THE COUNSELOR’S CORNER

Here is a case where the Court clearly did the right thing.  In December of 1998, Mary Ingham, a brittle-boned cane-carrying diabetic, who is physically disabled, called the Luxor Cab Company for a ride.  Traffic was heavy that morning, and the cab driver grew frustrated and eventually ordered Ms. Ingham to pay for that part of the ride that had been completed; however, he told her to exit his cab so he could get to his coffee shop and meet his friends.  This was a full two blocks from the dentist’s office she was attempting to visit.  Ms. Ingham claims in her lawsuit that she begged the driver to take her the remaining two blocks, as she could not climb this hilly street in San Francisco.  According to the law suit, Ms. Ingham’s request was refused, she was ordered out of the cab, she attempted to walk up the hill to the dentist’s office, but lost her balance and fell, resulting in her fracturing her hip. 

This case was initially thrown out by the San Francisco Superior Court judge, indicating that there was no contractual obligation for the taxi driver to take her to a designated place.  As they say in the NFL, “upon further review” the appellate court overturned the trial court decision, indicating that a contractual relationship had been formed, and that Ms. Ingham could sue for breach of contract.  The court also indicated that she could further sue for negligent infliction of emotional distress. 

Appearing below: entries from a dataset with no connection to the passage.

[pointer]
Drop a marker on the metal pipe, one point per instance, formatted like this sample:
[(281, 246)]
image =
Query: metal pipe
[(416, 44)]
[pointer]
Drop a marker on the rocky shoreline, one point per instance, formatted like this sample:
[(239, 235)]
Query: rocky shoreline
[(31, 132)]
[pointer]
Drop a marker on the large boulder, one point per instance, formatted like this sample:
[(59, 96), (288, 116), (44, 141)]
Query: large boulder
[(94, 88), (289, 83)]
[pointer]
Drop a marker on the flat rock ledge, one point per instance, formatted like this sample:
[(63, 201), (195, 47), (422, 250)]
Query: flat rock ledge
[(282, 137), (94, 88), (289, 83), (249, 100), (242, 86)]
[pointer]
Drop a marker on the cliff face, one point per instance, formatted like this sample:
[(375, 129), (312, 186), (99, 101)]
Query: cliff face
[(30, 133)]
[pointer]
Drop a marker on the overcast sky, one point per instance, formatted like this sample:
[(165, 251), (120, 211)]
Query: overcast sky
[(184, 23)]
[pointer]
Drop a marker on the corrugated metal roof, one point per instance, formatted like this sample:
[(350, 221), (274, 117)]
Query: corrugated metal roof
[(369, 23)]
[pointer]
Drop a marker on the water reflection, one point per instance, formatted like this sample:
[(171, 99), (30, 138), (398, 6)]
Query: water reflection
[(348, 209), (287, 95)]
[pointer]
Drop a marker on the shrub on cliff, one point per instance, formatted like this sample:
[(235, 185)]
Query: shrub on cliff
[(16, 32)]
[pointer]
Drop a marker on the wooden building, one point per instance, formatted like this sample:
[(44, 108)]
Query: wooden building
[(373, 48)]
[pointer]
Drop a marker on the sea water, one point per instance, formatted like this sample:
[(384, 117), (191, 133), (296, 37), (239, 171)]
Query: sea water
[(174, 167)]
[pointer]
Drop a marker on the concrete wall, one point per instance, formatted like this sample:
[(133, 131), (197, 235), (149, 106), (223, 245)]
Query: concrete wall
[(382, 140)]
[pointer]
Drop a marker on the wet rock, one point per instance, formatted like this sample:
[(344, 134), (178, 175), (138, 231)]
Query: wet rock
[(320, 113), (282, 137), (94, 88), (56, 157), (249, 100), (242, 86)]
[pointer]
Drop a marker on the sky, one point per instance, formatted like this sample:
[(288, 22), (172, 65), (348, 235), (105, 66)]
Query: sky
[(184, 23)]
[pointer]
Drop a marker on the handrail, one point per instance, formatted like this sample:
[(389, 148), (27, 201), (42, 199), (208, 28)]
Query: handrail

In its research, the Court of Appeal could find no similar case in California, so the justices turned to a 1991 case in Illinois, in which a cab driver got lost and then got frustrated and ordered the woman passenger out of the cab.  She then proceeded to fall on an icy sidewalk and suffer injury.  The California Appellate Court adopted the Illinois view, which held that “plaintiff was wrongfully ejected at a location of defendant’s choosing, subjecting her to the very perils she sought to avoid by engaging their services.” 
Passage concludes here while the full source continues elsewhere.